On 2009-09-02, V S P <toreason@fastmail.fm> wrote:
> Hi,
> our application is using Postgres in a rather unusuall way.
> It is used by a GUI application to store several hundred
> thousand 'parameters'. Basically it is used like a big INI
> file.
>
> There are about 50 tables with various parameters.
>
> The application typicall goes like this
>
> select id, child_tb_key_id, <fields with parms> from tb1
>
> then for each selected row above
> select from the child table do a select (like the above)
>
> and so on -- many levels deep
>
> I know that it is not a proper way to use SQL
> Instead we should be selecting many rows at once, joining them/etc
>
> But it is what it is now...
rewriting it as a single query will speed up operation.
> Queries are very fast though, Postgres reports that the
> all the queries for a typical 'load' operation take 0.8 seconds
> -- however overall time that the GUI user perceives is 8 seconds.

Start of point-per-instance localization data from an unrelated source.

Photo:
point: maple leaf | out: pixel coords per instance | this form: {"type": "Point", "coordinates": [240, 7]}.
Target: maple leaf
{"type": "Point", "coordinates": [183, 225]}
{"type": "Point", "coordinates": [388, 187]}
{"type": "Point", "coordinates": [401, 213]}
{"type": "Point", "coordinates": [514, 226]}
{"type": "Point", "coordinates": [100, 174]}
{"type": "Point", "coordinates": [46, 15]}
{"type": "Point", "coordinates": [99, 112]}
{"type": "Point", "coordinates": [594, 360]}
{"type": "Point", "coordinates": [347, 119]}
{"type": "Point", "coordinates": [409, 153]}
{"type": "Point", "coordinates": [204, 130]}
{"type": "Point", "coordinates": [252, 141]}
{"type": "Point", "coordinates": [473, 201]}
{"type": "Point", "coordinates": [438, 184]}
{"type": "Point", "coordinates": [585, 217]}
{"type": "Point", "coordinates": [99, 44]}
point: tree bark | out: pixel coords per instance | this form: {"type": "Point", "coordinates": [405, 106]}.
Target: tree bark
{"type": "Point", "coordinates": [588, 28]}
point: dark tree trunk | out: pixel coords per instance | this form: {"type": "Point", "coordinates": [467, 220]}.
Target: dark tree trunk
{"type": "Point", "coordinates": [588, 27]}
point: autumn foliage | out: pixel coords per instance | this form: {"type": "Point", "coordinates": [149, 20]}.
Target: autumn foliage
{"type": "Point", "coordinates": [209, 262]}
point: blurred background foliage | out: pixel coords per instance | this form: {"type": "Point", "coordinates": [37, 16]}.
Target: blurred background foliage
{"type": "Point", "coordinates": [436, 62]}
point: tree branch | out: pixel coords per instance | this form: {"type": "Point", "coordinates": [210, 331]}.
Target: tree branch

> Out of that 8 seconds a big chunk is in the sending of the SQL
> statements/receiving results back -- just network traffic, parsing/etc
0.8s processing 7.2s latency
> There are total about 2400 queries that happen in that period of time
> (just selects)
> I am trying to figure out how can I optimize PG configuration
> to suite such a contrived deployment of Postgres.
> For example, we do not mind PG running on the same machine
> as the Client app (it is connected via Qt Sql Pg plugin (so it uses
> Pg native access library underneath).
>
> Are there any optmization can be done for that?
try using libpq directly.
> Also this is a 'single' client/single connection system
> what optimizations can be done for that?
asynchronous queries if you can know what to ask second before the answer to
the first query
> and finally since most of the queries are very quick index-based
> selects what can be done to optimize the traffic between pg and
> the client?
unix domain sockets
> thank you in advance for
> any recommendations/pointers.
but serously bite the bullet and redo it a a single query that returns
2400 rows instead of 2400 queries that return one row.
or slurp all the tables into dictionaries (hash tables/arrays/whatever) in your
QT application. and write your queries in C++ instead of SQL.